(Sub)desenvolvimento e (des)industrialização, por Rodrigo Medeiros

por Rodrigo Medeiros

A relação entre industrialização e o processo de desenvolvimento socioeconômico dos países é conhecida desde o advento da Revolução Industrial. Esse processo complexo e não linear inclui o crescimento relativo do setor de serviços nos empregos totais e no produto. Mais recentemente, o fenômeno da desindustrialização tem sido objeto de maiores debates.

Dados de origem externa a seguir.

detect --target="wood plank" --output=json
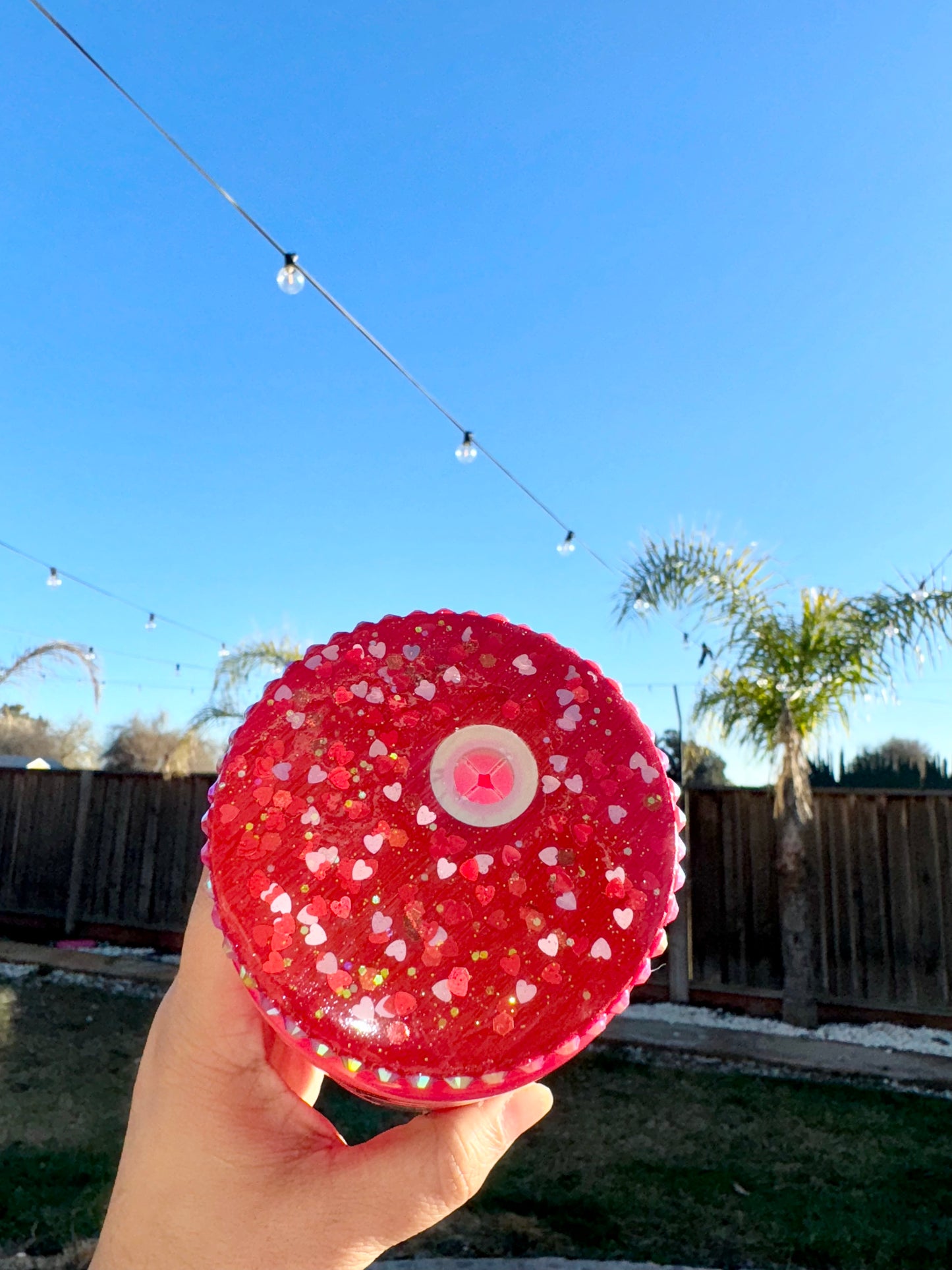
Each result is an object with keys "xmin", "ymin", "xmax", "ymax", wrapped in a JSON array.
[{"xmin": 65, "ymin": 772, "xmax": 93, "ymax": 935}]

Uma matéria da BBC apontou que “promissora na década de 1980, a indústria brasileira entrou em declínio e hoje representa apenas pouco mais de 10% do Produto Interno Bruto do país” [1]. A sua perda de participação no PIB desde meados dos anos 1980 é citada na respectiva matéria como uma desindustrialização precoce, segundo a Conferência das Nações Unidas para o Comércio e Desenvolvimento (Unctad, em inglês). Esse fenômeno foi observado na América Latina, mas o Brasil se destacou negativamente.

A desindustrialização é considerada precoce pela Unctad “quando uma economia não chega a atingir toda sua potencialidade produtiva manufatureira e, em vez de evoluir em direção à indústria de serviços com alto valor agregado – setor terciário -, regride para a agricultura ou cai na informalidade”. Na avaliação da Unctad, que consta na matéria da BBC, o processo teve início com os choques econômicos vividos nos anos 1980, intensificando-se com a abertura comercial no começo dos anos 1990, seguido pelo abandono das políticas desenvolvimentistas e pelo emprego da taxa de câmbio como ferramenta no combate à inflação. O ciclo de boom das commodities adicionou ilusões às perspectivas de desenvolvimento regional na América Latina.

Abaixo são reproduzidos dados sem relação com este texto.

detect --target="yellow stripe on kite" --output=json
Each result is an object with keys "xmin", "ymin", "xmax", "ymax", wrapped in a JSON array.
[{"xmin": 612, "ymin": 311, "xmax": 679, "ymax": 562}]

Em sua edição 752, a Carta do Instituto de Estudos para o Desenvolvimento Industrial (Iedi) traz reflexões sobre a importância da indústria e os riscos da desindustrialização prematura. Entre as constatações apresentadas, destaco que o “crescimento da produção de manufaturas alavanca o setor de serviços, ou seja, a atividade manufatureira tem efeitos multiplicadores e de encadeamento sobre os serviços no curto e longo prazo” [2]. Apoiando-se em trabalhos acadêmicos, o Iedi afirma também que o desenvolvimento industrial promove a acumulação de capital e acelera o progresso tecnológico.

As consequências negativas da desindustrialização prematura são apontadas: “o deslocamento do emprego em direção a atividades de baixa produtividade do setor de serviços e do setor primário, bem como o aumento da informalização e da precarização das condições de trabalho e de vida das populações”. Esse debate não parece estar bem contemplado quando se discute o ajuste das contas públicas em nosso país. Afinal, a nossa democracia poderá se fragilizar ainda mais com a desindustrialização precoce.

Desde o final de 2014, estava bem claro que a desindustrialização prematura dificultaria uma rápida recuperação brasileira em um contexto no qual o Fundo Monetário Internacional (FMI) chamaria, em 2015, de “um novo medíocre” em termos de expectativas de crescimento global. Lawrence Summers, ex-secretário do Tesouro norte-americano e acadêmico de prestígio, vem defendendo a tese da “estagnação secular” e suas implicações derivadas da histerese na redução do crescimento global. Pouca atenção recebeu no Brasil.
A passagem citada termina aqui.